Hint : First of all we will use the formula of midpoint i.e. $H\left( {{x}_{3}},{{y}_{3}} \right)=\left( \left( \dfrac{{{x}_{1}}+{{x}_{2}}}{2} \right),\left( \dfrac{{{y}_{1}}+{{y}_{2}}}{2} \right) \right)$ , to find the value of midpoint $P\left( x,y \right)$ of points $A\left( 3,4 \right)$ and $B\left( k,6 \right)$ . Now, as all the points lie on a line segment they must satisfy the equation of line segment i.e. $x+y-10=0$ , so, by substituting the values of x and y in the equation we will find the value of k.

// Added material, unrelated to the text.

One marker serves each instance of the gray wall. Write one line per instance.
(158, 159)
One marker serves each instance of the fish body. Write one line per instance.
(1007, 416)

Complete step-by-step answer :
In question we are given that midpoint of points $A\left( 3,4 \right)$ and $B\left( k,6 \right)$ is $P\left( x,y \right)$ and the equation of line segment is given as, $x+y-10=0$ . Figure will be like this.

We are asked to find the value of k, so, first of all, the equation for midpoint $H=\left( {{x}_{3}},{{y}_{3}} \right)$ of two points $D\left( {{x}_{1}},{{y}_{1}} \right)$ and $E\left( {{x}_{2}},{{y}_{2}} \right)$ , can be given as,
${{x}_{3}}=\left( \dfrac{{{x}_{1}}+{{x}_{2}}}{2} \right)$ and ${{y}_{3}}=\left( \dfrac{{{y}_{1}}+{{y}_{2}}}{2} \right)$ or $H\left( {{x}_{3}},{{y}_{3}} \right)=\left( \left( \dfrac{{{x}_{1}}+{{x}_{2}}}{2} \right),\left( \dfrac{{{y}_{1}}+{{y}_{2}}}{2} \right) \right)$
Here, ${{x}_{1}}=3$ , ${{y}_{1}}=4$ , ${{x}_{2}}=k$ , ${{y}_{2}}=6$ , ${{x}_{3}}=x$ , ${{y}_{3}}=y$ , on substituting these values in above formula, we will get,
$P\left( x,y \right)=\left( \left( \dfrac{3+k}{2} \right),\left( \dfrac{4+6}{2} \right) \right)$
$\Rightarrow P\left( x,y \right)=\left( \left( \dfrac{3+k}{2} \right),5 \right)$
$\Rightarrow x=\dfrac{3+k}{2},\ y=5$
As, the point P lies on line segment its value of x and y satisfies the equation, $x+y-10=0$ , so, on substituting the value of x and y we will get,
$\dfrac{3+k}{2}+5-10=0$
$\Rightarrow \dfrac{3+k}{2}-5=0$
$\Rightarrow 3+k+2\left( -5 \right)=0$
$\Rightarrow 3+k-10=0\Rightarrow k-7=0$
$\Rightarrow k=7$
Thus, we can say that the value of k is 7.

Note : There are chances of students getting the wrong answer while substituting $B\left( k,6 \right)$ directly in the equation $x+y-10=0$ . By doing this, we get the equation as $k+6-10=0$ . So, on solving we will get a value of k as $k=4$ which leads to an incorrect answer. So, do not make this mistake.